Ik verhef mijn Minolta en vang Sadhus met drietanden die langs kinderen marcheren met cricketstokken. Overal langs de ghats zijn, net als wegversperringen, koeien zo groot als boxcars. Een Indiase magische realist zou kunnen schrijven: "Het heeft me drie dagen gekost om ze te omzeilen."
Obstakels maken deel uit van wat deze stad heilig maakt. Zijn heiligheid kan zijn grootste obstakel zijn. Het is moeilijker om rond te komen dan de koeien. De laurier van Shiva-schuren. Hoeveel heiligheid kan een stad nemen?
De ketter in mij is blij als de jonge man bij Nishad Ghat probeert me hasj te verkopen in het volle zicht op de Ganges. Mijn eerste keer hier, liet een andere jongeman me zijn voorraad zien aan de Burning Ghat.
"Hasj uit Manali, " smeekte hij. "Beste hasj."
Ik wees hem af. Hij was niet gelukkig.
Foto door jpereira_net.
"Hier is geen foto toegestaan." Hij klopte op mijn camera met zijn knokkels. "Dit is een heilige plaats."
Ze zijn de zielsverwanten van de riksja-chauffeur, die me probeert te bedriegen en me aanbiedt een prostituee te zijn, want ik ben een man alleen in Benares. Ik fotografeer hem niet, ook al is hij een soort souvenir. Een inwoner van de stad die het verhaal is vergeten.
Of als hij het zich herinnert, heeft hij het verbannen naar een eiland in zijn hersenen, waar het in quarantaine wordt gehouden.
Snijdend door een sloppenwijk bij de Malaviya-brug, wordt mijn ooghoek aangevallen door een woeste oker schittering. Een heilige man kijkt in een spiegel en maakt zich klaar voor de dag. Hij steekt zijn vingers in een kom okerpasta en buigt voorover om zijn drietand te ontvangen.

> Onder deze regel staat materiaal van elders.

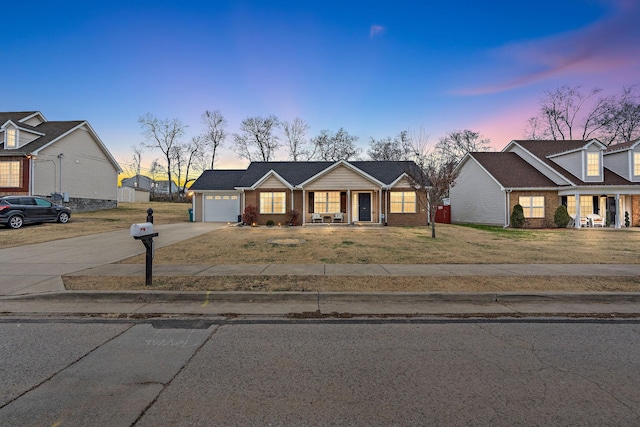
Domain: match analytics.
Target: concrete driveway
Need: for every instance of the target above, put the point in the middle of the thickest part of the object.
(38, 268)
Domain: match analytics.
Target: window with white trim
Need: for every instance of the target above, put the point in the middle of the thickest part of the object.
(586, 205)
(593, 164)
(272, 202)
(326, 202)
(10, 174)
(402, 201)
(12, 138)
(533, 206)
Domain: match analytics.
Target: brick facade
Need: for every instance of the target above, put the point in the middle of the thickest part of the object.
(551, 203)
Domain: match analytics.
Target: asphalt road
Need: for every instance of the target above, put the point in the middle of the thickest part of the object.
(277, 371)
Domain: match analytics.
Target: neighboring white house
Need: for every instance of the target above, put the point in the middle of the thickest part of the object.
(62, 159)
(597, 184)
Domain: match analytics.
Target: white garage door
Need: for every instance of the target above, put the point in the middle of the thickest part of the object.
(221, 207)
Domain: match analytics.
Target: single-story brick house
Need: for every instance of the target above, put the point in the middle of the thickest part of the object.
(353, 192)
(589, 178)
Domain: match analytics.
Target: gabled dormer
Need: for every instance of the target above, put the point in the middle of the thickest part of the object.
(624, 159)
(15, 136)
(585, 162)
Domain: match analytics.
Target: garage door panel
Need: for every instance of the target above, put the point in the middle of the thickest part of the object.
(221, 207)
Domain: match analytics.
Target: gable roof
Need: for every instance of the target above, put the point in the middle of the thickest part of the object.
(623, 146)
(218, 179)
(295, 173)
(543, 149)
(48, 132)
(511, 170)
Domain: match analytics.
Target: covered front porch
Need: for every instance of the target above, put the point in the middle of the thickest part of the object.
(604, 209)
(350, 206)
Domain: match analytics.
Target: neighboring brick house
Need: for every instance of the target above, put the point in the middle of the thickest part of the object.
(585, 176)
(347, 192)
(62, 159)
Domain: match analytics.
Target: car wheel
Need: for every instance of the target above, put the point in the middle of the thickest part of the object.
(63, 217)
(15, 221)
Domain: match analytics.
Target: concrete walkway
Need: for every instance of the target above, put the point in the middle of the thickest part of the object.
(30, 282)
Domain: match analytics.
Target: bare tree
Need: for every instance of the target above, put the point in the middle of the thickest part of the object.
(569, 112)
(186, 156)
(624, 124)
(396, 149)
(452, 147)
(431, 178)
(295, 136)
(333, 147)
(164, 135)
(215, 132)
(257, 140)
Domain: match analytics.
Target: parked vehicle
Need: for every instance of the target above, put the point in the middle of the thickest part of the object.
(18, 210)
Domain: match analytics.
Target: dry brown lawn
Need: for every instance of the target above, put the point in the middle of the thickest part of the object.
(359, 284)
(399, 245)
(84, 223)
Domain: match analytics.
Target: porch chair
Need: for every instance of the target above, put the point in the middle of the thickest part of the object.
(596, 220)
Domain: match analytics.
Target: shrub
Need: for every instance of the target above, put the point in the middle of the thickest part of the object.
(561, 218)
(517, 217)
(250, 215)
(292, 217)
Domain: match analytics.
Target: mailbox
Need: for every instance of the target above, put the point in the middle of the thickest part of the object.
(142, 229)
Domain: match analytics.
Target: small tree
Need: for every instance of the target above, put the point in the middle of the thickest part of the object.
(561, 218)
(250, 215)
(517, 217)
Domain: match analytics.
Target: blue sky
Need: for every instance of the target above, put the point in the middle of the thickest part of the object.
(374, 68)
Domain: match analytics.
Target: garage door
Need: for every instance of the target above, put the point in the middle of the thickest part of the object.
(221, 207)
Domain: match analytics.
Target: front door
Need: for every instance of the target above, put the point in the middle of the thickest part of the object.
(364, 206)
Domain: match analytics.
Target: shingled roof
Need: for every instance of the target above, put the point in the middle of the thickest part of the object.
(544, 149)
(511, 171)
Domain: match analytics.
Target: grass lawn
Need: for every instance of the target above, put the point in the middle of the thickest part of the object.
(83, 223)
(338, 244)
(455, 244)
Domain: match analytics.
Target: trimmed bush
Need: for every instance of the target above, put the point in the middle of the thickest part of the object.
(561, 218)
(517, 217)
(250, 215)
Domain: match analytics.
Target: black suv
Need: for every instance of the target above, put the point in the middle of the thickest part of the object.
(18, 210)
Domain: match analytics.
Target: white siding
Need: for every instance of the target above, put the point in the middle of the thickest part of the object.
(476, 197)
(573, 162)
(86, 170)
(342, 178)
(620, 163)
(535, 162)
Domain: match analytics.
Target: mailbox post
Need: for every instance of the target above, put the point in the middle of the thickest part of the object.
(144, 232)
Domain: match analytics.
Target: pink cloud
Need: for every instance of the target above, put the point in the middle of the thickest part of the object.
(609, 45)
(375, 30)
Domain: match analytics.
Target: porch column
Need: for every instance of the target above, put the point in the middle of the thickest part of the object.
(380, 206)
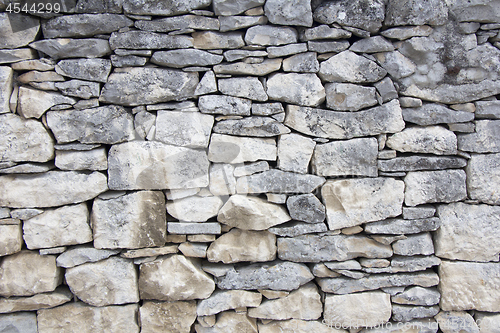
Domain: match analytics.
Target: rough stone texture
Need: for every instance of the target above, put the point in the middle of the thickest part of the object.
(382, 198)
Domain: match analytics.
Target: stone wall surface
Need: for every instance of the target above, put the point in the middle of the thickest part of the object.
(250, 166)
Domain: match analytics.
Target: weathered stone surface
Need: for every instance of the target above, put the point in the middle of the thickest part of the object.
(24, 140)
(295, 88)
(84, 25)
(366, 14)
(277, 181)
(275, 275)
(303, 303)
(73, 48)
(174, 278)
(344, 285)
(484, 140)
(350, 157)
(134, 220)
(107, 282)
(342, 125)
(230, 149)
(483, 178)
(362, 309)
(127, 87)
(155, 165)
(105, 124)
(53, 188)
(347, 66)
(381, 198)
(67, 225)
(431, 140)
(317, 248)
(87, 319)
(434, 186)
(251, 213)
(27, 273)
(468, 232)
(83, 254)
(478, 289)
(222, 300)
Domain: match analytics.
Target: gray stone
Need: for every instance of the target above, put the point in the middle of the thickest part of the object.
(468, 232)
(126, 87)
(431, 140)
(476, 290)
(107, 282)
(317, 248)
(345, 285)
(434, 186)
(484, 140)
(226, 105)
(301, 89)
(270, 35)
(84, 25)
(185, 129)
(251, 213)
(401, 226)
(421, 162)
(251, 126)
(27, 273)
(350, 157)
(106, 124)
(24, 140)
(349, 97)
(160, 279)
(133, 221)
(296, 12)
(375, 199)
(72, 48)
(53, 188)
(245, 87)
(275, 275)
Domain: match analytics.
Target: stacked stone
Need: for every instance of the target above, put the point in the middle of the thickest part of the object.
(251, 166)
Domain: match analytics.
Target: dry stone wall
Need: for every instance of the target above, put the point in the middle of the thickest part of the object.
(250, 166)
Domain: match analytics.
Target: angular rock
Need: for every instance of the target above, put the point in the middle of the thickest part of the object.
(174, 278)
(349, 157)
(342, 125)
(50, 189)
(24, 140)
(375, 199)
(251, 213)
(242, 245)
(59, 48)
(430, 140)
(317, 248)
(476, 290)
(27, 273)
(134, 220)
(154, 165)
(434, 186)
(107, 282)
(364, 309)
(87, 319)
(366, 14)
(277, 181)
(275, 275)
(230, 149)
(84, 25)
(106, 124)
(483, 178)
(127, 87)
(295, 88)
(468, 232)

Ik wil dat schot. De spiegel is de sleutel. Het weerspiegelt de veeleisende dame in New York en maakt zich klaar voor de dag. Maar mijn moed faalt mij. Ik wil niet dat de sadhu me gek vindt.
Het beeld dat ik daar op de grond achterlaat, rolt in me rond als een hongerige geest die groter is dan ikzelf.

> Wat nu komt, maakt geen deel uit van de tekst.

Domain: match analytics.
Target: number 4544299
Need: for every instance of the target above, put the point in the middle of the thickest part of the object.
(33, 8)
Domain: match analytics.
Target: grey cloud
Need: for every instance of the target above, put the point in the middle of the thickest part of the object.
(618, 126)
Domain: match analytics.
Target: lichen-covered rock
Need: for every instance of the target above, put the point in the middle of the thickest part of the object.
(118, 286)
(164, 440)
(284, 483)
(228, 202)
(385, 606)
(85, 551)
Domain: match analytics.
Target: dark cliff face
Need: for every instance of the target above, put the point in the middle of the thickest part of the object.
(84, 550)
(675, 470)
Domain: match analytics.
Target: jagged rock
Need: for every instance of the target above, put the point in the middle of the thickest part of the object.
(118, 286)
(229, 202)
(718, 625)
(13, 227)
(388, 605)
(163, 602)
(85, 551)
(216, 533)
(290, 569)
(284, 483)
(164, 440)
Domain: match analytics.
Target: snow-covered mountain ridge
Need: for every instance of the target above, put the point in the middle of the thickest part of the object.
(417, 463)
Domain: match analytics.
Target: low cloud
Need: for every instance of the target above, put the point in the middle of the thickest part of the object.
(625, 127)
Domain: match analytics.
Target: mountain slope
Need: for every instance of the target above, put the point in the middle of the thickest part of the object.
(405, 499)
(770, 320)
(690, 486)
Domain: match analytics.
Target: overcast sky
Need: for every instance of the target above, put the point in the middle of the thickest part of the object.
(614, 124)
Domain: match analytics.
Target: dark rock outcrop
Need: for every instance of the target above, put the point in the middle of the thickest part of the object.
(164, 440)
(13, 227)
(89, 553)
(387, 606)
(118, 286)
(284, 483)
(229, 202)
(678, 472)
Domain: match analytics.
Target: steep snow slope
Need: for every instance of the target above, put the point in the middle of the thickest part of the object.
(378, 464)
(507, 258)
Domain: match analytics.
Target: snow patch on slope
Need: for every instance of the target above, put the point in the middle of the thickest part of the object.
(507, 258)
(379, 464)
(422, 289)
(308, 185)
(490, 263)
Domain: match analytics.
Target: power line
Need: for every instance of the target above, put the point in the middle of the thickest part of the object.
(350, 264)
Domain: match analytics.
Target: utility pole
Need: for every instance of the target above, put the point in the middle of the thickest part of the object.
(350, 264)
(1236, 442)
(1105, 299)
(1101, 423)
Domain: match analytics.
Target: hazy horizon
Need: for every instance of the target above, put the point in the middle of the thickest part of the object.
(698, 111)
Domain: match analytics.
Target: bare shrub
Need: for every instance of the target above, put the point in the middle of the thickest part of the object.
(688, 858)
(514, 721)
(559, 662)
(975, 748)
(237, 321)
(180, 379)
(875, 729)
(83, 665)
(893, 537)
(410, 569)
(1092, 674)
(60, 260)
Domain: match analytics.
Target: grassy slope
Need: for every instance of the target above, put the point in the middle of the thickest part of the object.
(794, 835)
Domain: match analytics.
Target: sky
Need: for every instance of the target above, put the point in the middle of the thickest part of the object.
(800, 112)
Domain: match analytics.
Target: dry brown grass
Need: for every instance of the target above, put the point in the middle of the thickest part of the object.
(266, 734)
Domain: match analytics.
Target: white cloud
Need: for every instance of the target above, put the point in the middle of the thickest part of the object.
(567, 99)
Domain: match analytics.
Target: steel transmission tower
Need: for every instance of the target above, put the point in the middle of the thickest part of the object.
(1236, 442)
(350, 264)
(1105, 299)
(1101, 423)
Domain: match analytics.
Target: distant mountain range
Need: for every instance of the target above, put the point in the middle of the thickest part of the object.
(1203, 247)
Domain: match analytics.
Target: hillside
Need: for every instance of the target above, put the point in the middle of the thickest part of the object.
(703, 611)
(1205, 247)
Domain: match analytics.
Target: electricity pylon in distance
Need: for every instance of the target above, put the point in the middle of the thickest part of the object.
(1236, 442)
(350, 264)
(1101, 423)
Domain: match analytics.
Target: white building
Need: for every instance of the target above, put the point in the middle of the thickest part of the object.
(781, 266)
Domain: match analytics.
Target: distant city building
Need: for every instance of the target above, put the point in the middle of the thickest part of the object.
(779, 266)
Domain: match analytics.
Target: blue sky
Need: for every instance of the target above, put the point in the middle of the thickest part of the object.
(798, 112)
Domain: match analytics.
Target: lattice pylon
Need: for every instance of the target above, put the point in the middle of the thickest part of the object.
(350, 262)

Ik probeer weg te blijven van de Burning Ghat, opzichtig van de dood voor al zijn heiligheid. Ik bracht lange uren door gehypnotiseerd door de vuren, het cirkelen van gezinnen rond de vuren, verloren in de stappen van hun langzame oude dans. Wat bewoog in mij toen ze zich bewogen?
Foto door paolo bosonin.
Welke dans deed ik? En op welke muziek?
Als ik mezelf bevind, zoals nu, temidden van de bijenkorf van tempels, de rekken met houtblokken, de scherpe rookpluimen die mijn ogen verbranden, word ik gekastijd door de ontwrichtende gelijkheid van de plaats. Waarom lijkt hier niets te veranderen wanneer verandering is waarom deze ghat hier is?
Vanaf de opkomst boven de open plek spuwt een nieuw, in brand gestoken lijk vlammen in de levende lucht. Het kwam mama verpakt in saffraan. Wie? Ik vraag me af. In India vraag ik me altijd af: 'Wie?' Om te voorkomen dat ik meegesleurd word in wat van de menselijke vrije val.
Judith schudt zichzelf uit een diepe slaap om mij een kruisende blik van haar einde van de aarde te schieten. Zoek je naar de betekenis van de dood in rode vlammen die springen als circusacrobaten uit saffraanbundels? Of verveel je je gewoon?
Ik keer terug naar Krishnamurti, waar de rivier de Varuna uitmondt in de Ganges. India noemt elke samenvloeiing van twee rivieren heilig. Zwemmers in dhotis waden naar waar de rivieren samenkomen. Ik maak een foto en denk aan Judith. Ik denk aan haar twee rivieren.